The resulting BAM file is indexed.
The BAM file is converted to BED12 format.
Environments for FLAIR and SQANTI are set up manually. Note that SQANTI uses the sqanti_git_commit specified in config/config.yaml to ensure that the pipeline matches the .
FLAIR is used to correct misaligned splice sites from the BED12 file using genome annotations.
FLAIR is used to collapse corrected reads into high-confidence isoforms.
The R/RDSFLAM.endGuidedCorrection.R is used to correct the ends using Nanopore direct RNA-seq or FLAM-seq data.

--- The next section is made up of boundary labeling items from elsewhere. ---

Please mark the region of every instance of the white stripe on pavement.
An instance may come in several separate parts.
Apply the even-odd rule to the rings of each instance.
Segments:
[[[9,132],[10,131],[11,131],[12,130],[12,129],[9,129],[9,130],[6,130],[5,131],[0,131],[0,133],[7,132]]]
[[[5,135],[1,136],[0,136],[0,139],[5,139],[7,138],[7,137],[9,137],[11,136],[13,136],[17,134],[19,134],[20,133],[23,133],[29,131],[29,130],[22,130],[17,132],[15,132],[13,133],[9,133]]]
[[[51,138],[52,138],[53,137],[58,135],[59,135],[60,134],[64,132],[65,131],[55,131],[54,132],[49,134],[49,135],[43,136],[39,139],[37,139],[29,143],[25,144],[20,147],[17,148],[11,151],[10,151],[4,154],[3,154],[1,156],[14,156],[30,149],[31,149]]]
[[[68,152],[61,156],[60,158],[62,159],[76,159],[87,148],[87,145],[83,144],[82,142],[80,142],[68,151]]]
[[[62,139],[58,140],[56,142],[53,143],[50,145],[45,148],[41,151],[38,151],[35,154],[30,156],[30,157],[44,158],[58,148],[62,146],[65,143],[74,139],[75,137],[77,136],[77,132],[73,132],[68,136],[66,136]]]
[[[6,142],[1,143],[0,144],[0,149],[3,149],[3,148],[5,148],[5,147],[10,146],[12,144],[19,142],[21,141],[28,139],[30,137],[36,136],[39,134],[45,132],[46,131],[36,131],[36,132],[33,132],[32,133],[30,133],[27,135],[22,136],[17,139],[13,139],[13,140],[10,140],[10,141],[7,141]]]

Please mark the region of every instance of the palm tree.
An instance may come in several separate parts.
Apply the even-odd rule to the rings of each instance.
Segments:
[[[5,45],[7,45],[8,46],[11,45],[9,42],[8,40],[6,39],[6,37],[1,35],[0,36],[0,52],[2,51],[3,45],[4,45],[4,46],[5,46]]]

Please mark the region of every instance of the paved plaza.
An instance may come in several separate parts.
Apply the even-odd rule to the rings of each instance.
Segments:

Please refer to the STAR Methods in Alfonso-Gonzalez et al. for further details.

End correction

The end correction script at the end uses the polyadenylation site (PAS) database based on FLAM-seq and Nanopore direct RNA-seq data to correct the SQANTI-annotated isoforms. The polyadenylation site (PAS) database reference file is available at db/combined.rds.clusters.new.gff and can be replaced according to the organism or updated with new data. The generation of the database steps and quality metrics is explained in detailed in this vignette.

The end correction script refines and filter individual assemblies generated by each method using the polyadenylation site (PAS) database. The subsequent filtering parameters were implemented:

All isoforms that overlapped an annotated 3ʹ end within a 100 nt window are retained.
3ʹ ends identified in the assembly that were more distal than those in the database were only retained if they were located within the reference annotation and harbored an AATAAA signal. To correct 3ʹ ends, we initially created 3ʹ untranslated region (UTR) bins using the PAS database, which were established from the end of the open reading frame to the most distal PAS, between each consecutive PAS.
Isoform 3ʹ ends located within the final bin of the 3ʹ UTR (between the two distal-most PASs) were corrected to the most distal bin, provided that the isoform covered greater than 10% of the last bin.